DefinePK

Abstract

This study presents a detailed thermodynamic analysis of a solar-powered poly-generation system employing parabolic trough collectors. The system integrates an organic Rankine cycle (ORC) for power generation, a multiple-effect distillation (MED) unit for desalination, and a Vapor Absorption Refrigeration Cycle (VARC) for cooling. The analysis is performed by solving the mass, energy, and exergy balance equations for all system components, utilizing technical specifications of the subsystems and the thermodynamic properties of the working fluids. A computer model was developed and validated for this purpose. The performance of the poly-generation plant was evaluated under the climatic conditions of Lahore, Pakistan, across a range of operating parameters.
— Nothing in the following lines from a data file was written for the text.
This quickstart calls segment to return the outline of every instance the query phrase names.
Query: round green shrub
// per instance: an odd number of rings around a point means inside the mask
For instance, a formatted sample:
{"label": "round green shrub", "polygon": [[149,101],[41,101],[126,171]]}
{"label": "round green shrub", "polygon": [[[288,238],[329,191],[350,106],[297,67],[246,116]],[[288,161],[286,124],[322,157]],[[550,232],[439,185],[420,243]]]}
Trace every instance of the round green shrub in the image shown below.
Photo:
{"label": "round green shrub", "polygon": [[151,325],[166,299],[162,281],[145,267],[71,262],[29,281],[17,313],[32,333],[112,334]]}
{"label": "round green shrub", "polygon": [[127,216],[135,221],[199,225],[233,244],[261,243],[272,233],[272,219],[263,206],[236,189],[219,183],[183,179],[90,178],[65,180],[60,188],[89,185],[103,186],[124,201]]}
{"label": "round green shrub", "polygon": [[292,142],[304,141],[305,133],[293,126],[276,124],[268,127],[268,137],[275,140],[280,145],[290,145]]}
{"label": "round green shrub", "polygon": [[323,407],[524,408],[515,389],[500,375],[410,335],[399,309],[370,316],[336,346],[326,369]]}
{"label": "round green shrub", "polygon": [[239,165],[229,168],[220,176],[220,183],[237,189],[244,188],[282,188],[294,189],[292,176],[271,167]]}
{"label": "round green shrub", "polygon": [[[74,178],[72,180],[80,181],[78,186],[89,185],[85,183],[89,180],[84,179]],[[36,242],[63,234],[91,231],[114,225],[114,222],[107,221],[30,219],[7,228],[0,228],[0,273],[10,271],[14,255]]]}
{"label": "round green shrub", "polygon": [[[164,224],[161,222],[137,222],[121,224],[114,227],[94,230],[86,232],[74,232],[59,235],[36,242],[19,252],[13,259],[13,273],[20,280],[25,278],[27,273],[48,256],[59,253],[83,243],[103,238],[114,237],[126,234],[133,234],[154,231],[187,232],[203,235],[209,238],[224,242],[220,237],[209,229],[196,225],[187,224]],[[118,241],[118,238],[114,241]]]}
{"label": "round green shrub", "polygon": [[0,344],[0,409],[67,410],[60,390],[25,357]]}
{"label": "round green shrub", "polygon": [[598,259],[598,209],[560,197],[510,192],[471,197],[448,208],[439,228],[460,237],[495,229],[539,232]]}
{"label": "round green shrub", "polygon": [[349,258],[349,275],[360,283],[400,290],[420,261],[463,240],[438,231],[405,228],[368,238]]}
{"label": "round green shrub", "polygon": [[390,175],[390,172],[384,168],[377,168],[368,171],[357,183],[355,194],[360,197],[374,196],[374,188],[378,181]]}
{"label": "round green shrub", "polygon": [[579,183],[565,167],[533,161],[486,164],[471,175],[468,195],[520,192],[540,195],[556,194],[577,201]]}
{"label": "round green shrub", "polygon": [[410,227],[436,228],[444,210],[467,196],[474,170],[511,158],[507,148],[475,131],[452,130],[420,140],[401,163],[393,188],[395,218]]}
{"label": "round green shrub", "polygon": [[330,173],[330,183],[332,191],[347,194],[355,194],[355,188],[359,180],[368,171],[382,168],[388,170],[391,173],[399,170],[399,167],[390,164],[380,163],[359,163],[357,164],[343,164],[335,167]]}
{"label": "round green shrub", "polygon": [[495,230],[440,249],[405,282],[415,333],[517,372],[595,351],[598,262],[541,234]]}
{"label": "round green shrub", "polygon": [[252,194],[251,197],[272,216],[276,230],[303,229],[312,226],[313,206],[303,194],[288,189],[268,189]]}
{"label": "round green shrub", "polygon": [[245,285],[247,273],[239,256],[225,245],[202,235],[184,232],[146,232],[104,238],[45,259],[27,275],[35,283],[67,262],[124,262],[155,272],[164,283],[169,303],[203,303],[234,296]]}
System performance was assessed using multiple indicators: the Energy Utilization Factor (EUF), Artificial Thermal Efficiency (ATE), Fuel Energy Saving Ratio (FESR), and Exergy Efficiency.  The primary results indicate that the EUF, ATE, and FESR trends correlate strongly with solar irradiance, peaking at midday. In contrast, the exergy efficiency was lowest at midday due to increased irreversibility from high temperatures. The EUF consistently recorded the highest values among the metrics. All performance parameters demonstrated higher values during the summer compared to the winter. The maximum instantaneous outputs for the winter day were 506 kW, 1061 kW, and 1628 kW for power, cooling, and desalination heat, respectively, which were surpassed by the summer day outputs of 558 kW, 1350 kW, and 2063 kW. Furthermore, freshwater production reached peaks of 6 kg/s in winter and 7.6 kg/s in summer.